How Economic Justice Shapes Our Work
This week, we honor the life of the Reverend Doctor Martin Luther King Jr., who made achieving economic justice a cornerstone of his calls to advance racial justice.
Dr. King conceived of economic justice as “decent wages, fair working conditions, livable housing, old age security, health and welfare measures, [and] conditions in which families can grow, have education for their children and respect in the community.” He reminded us that you cannot achieve true equality without making economic opportunity available to all, including those traditionally locked out of the country’s prosperity.
At Futures Without Violence, economic justice has long been at the center of our work. We believe it’s not only the right thing to do, but is critical to achieve our vision of a world without violence.
Why? Nearly three in four survivors of domestic violence remain in abusive relationships due to financial insecurity – and abusers often sabotage their partners’ attempts at becoming financially independent. Financial insecurity and lack of access to economic opportunity is both a driver and consequence of human trafficking. And we know financial stability is a key factor in preventing child abuse, because when families thrive, children do as well.
Today, the economic fallout from COVID-19 makes centering economic justice in our work an imperative. The pandemic has exposed and exacerbated economic and gender inequality, increased rates of violence and abuse, and widened the chasm of racial disparities in the United States.
The statistics are sobering: women have lost over 5 million jobs since the beginning of the pandemic. Their access to economic mobility is at a 33-year low, at a time when domestic and sexual violence has increased. The unemployment numbers are particularly stark for Black, indigenous, and women of color, and gender expansive people.
But we are also at a moment of opportunity.
As the nation continues its economic recovery, we are at a once-in-a-generation opportunity for greater transformational change to advance equitable economic opportunity. Billions of dollars in resources have been invested or will be invested in our nation’s economic recovery through federal efforts such as the American Rescue Plan, the CHIPS and Science Act, and the Inflation Reduction Act. Centering the needs, realities and aspirations of women, especially women of color, in economic recovery should be a priority.
What’s needed? At FUTURES, we believe economic justice should include three pillars:
- Well paid jobs, which include pathways to high-growth and high-wage sectors, particularly for women of color and LGBTQIA+ individuals, and fairly valuing work traditionally done by women;
- Safe and supportive workplaces, that are free from discrimination and harassment, and include standards, policies and norms that align to survivors’ needs and lived realities.
- Social support, including affordable healthcare and caregiving, paid family leave, and paid safe leave for time off to go to court and seek support from abuse.

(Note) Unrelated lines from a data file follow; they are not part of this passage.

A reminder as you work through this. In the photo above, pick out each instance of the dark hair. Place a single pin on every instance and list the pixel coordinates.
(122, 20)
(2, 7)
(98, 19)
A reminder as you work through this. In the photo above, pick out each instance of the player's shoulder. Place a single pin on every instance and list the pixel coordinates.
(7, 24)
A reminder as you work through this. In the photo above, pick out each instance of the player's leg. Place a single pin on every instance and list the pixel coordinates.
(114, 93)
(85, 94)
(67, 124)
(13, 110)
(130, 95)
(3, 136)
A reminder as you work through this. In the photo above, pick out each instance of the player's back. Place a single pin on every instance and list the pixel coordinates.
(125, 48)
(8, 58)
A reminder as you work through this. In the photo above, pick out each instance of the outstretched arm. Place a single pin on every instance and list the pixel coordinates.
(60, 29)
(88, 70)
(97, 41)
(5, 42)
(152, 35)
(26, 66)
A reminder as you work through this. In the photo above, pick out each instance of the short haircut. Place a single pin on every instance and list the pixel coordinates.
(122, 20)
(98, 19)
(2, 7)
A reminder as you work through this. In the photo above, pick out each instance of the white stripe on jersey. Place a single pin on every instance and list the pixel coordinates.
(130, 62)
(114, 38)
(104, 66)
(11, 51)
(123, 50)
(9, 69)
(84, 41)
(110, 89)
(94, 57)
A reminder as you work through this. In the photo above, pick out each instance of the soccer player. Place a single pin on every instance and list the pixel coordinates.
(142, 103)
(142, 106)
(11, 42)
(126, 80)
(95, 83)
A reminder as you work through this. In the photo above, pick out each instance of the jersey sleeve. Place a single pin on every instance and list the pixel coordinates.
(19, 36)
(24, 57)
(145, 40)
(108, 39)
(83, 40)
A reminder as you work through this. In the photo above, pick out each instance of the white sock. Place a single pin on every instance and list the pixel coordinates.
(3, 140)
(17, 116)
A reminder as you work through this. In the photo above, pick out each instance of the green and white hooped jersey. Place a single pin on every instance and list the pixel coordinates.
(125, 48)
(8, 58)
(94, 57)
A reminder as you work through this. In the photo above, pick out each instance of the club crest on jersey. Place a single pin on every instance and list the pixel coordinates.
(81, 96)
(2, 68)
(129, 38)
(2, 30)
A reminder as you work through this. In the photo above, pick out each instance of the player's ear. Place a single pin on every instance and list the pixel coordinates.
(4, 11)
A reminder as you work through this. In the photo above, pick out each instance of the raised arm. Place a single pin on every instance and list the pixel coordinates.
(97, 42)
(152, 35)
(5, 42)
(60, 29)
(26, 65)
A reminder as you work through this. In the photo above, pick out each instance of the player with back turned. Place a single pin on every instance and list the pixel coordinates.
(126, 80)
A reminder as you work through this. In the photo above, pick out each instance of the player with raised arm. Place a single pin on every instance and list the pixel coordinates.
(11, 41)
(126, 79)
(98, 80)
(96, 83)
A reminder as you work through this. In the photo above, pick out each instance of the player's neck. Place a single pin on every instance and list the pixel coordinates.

We are advancing these pillars in several ways.
FUTURES has long advocated for federal legislation and funding that centers the needs of survivors and their families through our Policy Center. Last year, we worked with partners to unlock more than $2 billion in public funds for programs that prevent violence, provide economic support, and help survivors heal in the U.S. and internationally.
We also work with employers, the public sector, survivors and advocates to advance safe and supportive career pathways and workplaces. This includes our National Resource Center: Workplaces Respond to Domestic and Sexual Violence, and Promoting Employment Opportunities for Survivors of Human Trafficking (PEOST) Training and Technical Assistance Program.
To move forward, we need to do more to create accessible career pathways, promote the dignity of work through employer practices and protections that center workers, and invest in social supports to eliminate obstacles to economic opportunity and mobility.
It’s time to dream big to advance economic justice. Don’t you agree?